In Kentucky CATV Association, Inc. v. City of Florence, et al., No. 2015-SC-000178-DG (Ky. June 15, 2017), the Kentucky Supreme Court, affirming the Court of Appeals, held that the Multichannel Video Programming and Communications Services Tax (“Telecom Tax”) provision prohibiting any political subdivision of the state from collecting franchise fees or taxes on multichannel video programming (“MVP”) and communications services providers was unconstitutional as applied to Kentucky cities. The following summarizes the Court’s opinion.
The Telecom Tax (KRS 136.600 et seq.) imposes a tax on the gross revenues of MVP and communications service providers, which provide cable, satellite broadcast, wireless cable, and internet protocol television, and is made up of a variety of taxes. All taxes collected are deposited into the General Fund. KRS 136.660(1)(a)-(c) prohibits cities from collecting any taxes on any franchises subject to the Telecom Tax.

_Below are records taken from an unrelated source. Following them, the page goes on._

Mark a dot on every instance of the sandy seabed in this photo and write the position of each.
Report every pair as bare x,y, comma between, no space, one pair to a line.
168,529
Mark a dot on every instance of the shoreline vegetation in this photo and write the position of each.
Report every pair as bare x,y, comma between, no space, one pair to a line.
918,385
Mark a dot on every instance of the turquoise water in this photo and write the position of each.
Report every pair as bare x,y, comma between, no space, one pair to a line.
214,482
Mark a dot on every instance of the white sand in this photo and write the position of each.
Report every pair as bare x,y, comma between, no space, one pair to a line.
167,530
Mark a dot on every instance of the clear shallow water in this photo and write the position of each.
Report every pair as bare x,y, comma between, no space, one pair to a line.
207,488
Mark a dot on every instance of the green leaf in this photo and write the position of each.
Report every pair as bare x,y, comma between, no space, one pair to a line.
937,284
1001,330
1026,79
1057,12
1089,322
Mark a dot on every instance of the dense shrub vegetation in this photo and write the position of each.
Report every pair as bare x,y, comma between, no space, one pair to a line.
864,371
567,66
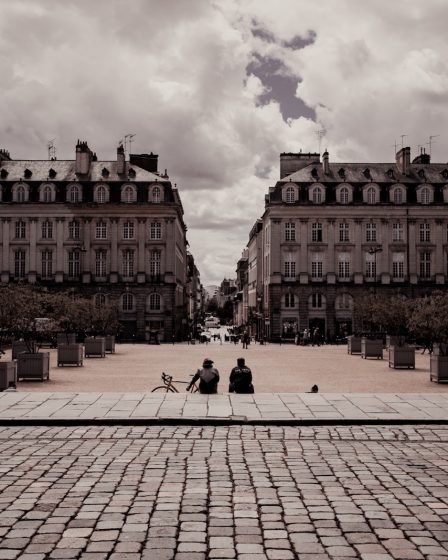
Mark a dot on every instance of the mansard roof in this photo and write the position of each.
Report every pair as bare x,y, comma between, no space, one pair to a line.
377,173
64,170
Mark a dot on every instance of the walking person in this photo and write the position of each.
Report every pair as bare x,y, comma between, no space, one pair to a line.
208,378
240,380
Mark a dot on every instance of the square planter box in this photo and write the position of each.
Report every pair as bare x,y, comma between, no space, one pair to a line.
33,366
8,374
354,345
402,357
439,368
371,348
110,343
95,347
20,346
65,338
70,354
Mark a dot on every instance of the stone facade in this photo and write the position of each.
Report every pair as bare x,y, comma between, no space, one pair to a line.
104,229
334,231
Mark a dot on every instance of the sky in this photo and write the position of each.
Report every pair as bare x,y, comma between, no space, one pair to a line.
219,88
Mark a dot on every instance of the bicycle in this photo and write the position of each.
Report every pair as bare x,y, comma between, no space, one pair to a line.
169,387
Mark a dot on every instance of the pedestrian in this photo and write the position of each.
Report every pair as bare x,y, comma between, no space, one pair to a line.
208,378
240,380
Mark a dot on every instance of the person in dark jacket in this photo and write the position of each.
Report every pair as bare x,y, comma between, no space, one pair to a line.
240,380
208,378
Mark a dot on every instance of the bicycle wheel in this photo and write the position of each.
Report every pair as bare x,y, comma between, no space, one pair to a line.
163,389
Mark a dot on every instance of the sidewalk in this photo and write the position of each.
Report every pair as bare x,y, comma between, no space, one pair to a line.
261,408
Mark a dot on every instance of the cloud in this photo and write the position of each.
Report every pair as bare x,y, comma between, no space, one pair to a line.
219,88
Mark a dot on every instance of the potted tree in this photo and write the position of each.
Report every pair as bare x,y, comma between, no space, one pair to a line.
429,321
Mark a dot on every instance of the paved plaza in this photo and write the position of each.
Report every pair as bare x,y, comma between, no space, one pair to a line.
246,493
276,369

Section 163 of the Kentucky Constitution provides that utilities cannot be permitted within a city or town without their legislative bodies’ consent. Section 164 of the Kentucky Constitution allows cities, counties, towns, and other municipalities to grant franchises. Municipalities traditionally collected franchise fees to compensate them for allowing utilities to use municipal rights-of-way. So, cable companies would obtain the municipality’s permission to use roads and other rights-of-way, and the municipality would grant it a permit that would be subject to franchise fees.
Though the Telecom Tax statutes prohibit municipalities from collecting such fees, the statutes also provided for a portion of the funds collected from the tax to be disbursed to municipalities to compensate them for their loss of revenue. The amount represented only 83% of the revenue the municipalities collected prior to the enactment of the Telecom Tax. A number of cities (“Cities”) filed for declaratory relief in circuit court in 2011, arguing that the Telecom Tax violated their right to grant franchises and collect franchise fees under Sections 163 and 164. The Finance and Administration Cabinet (“Cabinet”) and the Kentucky CATV Association (“CATV”) denied the allegations, and the circuit court agreed with them. The Cities appealed, and the Court of Appeals vacated the circuit court judgment and remanded. The Cabinet and CATV appealed to the Kentucky Supreme Court, arguing that Sections 163 and 164 did not specifically address the collection of franchise fees and that Section 181 allowed the legislature to withdraw any delegation of authority to collect such fees.
The Supreme Court held Sections 163 and 164 of the Kentucky Constitution were intended to grant municipalities the power to grant franchises and collect fees in exchange for that permission. The constitutional history of those sections revealed that the framers were concerned with protecting the public from city councils who would grant rights for their own personal benefit instead of collecting fees to compensate the public for the use of their rights and privileges. Likewise, they were intended to protect cities from a General Assembly who might give away their rights without compensating the cities. The Court ultimately held that the ability to collect the fee was a crucial part of being able to grant the franchise, which Section 163 and Section 164 plainly allow.
With regard to Section 181, the Court held that it did not apply to the franchise fee provided for in Section 163 and Section 164. Section 181 enumerates certain powers that may only be delegated to them by the General Assembly, including the power to collect a license fee on a franchise. The Court held that CATV had collapsed franchise fees and license fees into one entity, and that while the power to collect a license fee on a franchise was one that could only be delegated by the state legislature, the power to collect a franchise fee was explicitly guaranteed by Section 164 and thus delegation could not be withdrawn.
Finally, the Court held that the Telecom Tax as a whole was not unconstitutional, but instead, the provision prohibiting cities from collecting a franchise fee could be severed from the rest of the statutes. The Court held that the rest of the statutes pertaining to the Telecom Tax could be executed faithfully without the prohibition provision.
Though this case deals specifically with one provision of the Telecom Tax, it also appears to generally strengthen Section 163 and Section 164 of the Kentucky Constitution and can be read to allow municipalities to issue permits in exchange for a franchise fee. Affected service providers should note that municipalities may attempt to subject them to additional fees in the near future. These service providers should review the ordinances of localities in which they have (or may be required to have) a permit to access a right-of-way and proactively develop a go-forward strategy.
Questions remain though: What about the money that municipalities have already received from the state? What can or will the General Assembly do now?